Earlier this year researchers made an exciting discovery, revealing that falling in love not only brings us happiness and joy, but it can actually lower your blood pressure and improve your overall heart health! However, don’t start celebrating quite yet… A recent study reveals an often-overlooked price of love.

Researchers out of the University of Queensland in Australia combed over 10 years worth of data spanning from 2005 to 2014, hoping to better understand the long-term impact of a committed relationship on our lives. What they discovered was quite surprising!

The study followed the health and relationship status of 15,000 people, specifically focusing on the possible connection between a long-term committed relationship and the weight of each of the participants. Their discovery? The participants who were in a happy, loving and successful relationship experienced a weight gain of approximately 1.8kg for every year they remained in their relationship early on, leading to an average overall weight gain of approximately 5.8kg total more than those who remained single.

During the course of the study, each of the participants was asked to answer a number of questions about their overall lifestyle choices. This included how much fast food they consumed, how physically active they were, how often they engaged in behaviors like smoking or drinking, and how much television they watched.

“Marriage (or de-facto relationships) comes with spousal obligations such as regular family meals. While they may include more healthy foods such as fruits and vegetables and less fast food, people often consume larger portion sizes and more calories in the company of others than they do alone, resulting in increased energy intake,” explained the researchers. “Marriage and cohabiting also carry the potential for encouraging unhealthy behaviors, as couples often perform behaviors like eating, watching TV, and drinking alcohol together.”

Early in our relationships, most people are highly focused on impressing their potential partner. This leads us to eat healthier, workout regularly, and pay very careful attention to our weight. As we find ourselves in a committed lasting relationship, the need to ‘impress’ one another begins to fade. We get comfortable with one another. We may dress up less, wear less makeup, and, in time, the intense need to go to great lengths to maintain our weight begins to fade.
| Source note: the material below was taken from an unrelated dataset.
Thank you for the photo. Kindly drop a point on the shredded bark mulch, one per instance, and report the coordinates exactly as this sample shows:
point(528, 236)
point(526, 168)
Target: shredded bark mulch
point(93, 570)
“When couples don’t’ need to look attractive and slim to attract a partner, they may feel more comfortable in eating more, or eating foods high in fat and sugar,” stated Dr. Stephanie Schoeppe, lead author of the study. “When couples have children in the household, they tend to eat their leftovers or snacks.”

It’s not necessarily a terrible situation. We are simply moving into the next chapter of our lives. Priorities shift, and our focus moves to a new aspect of our lives – our growing families and the future that we are building together.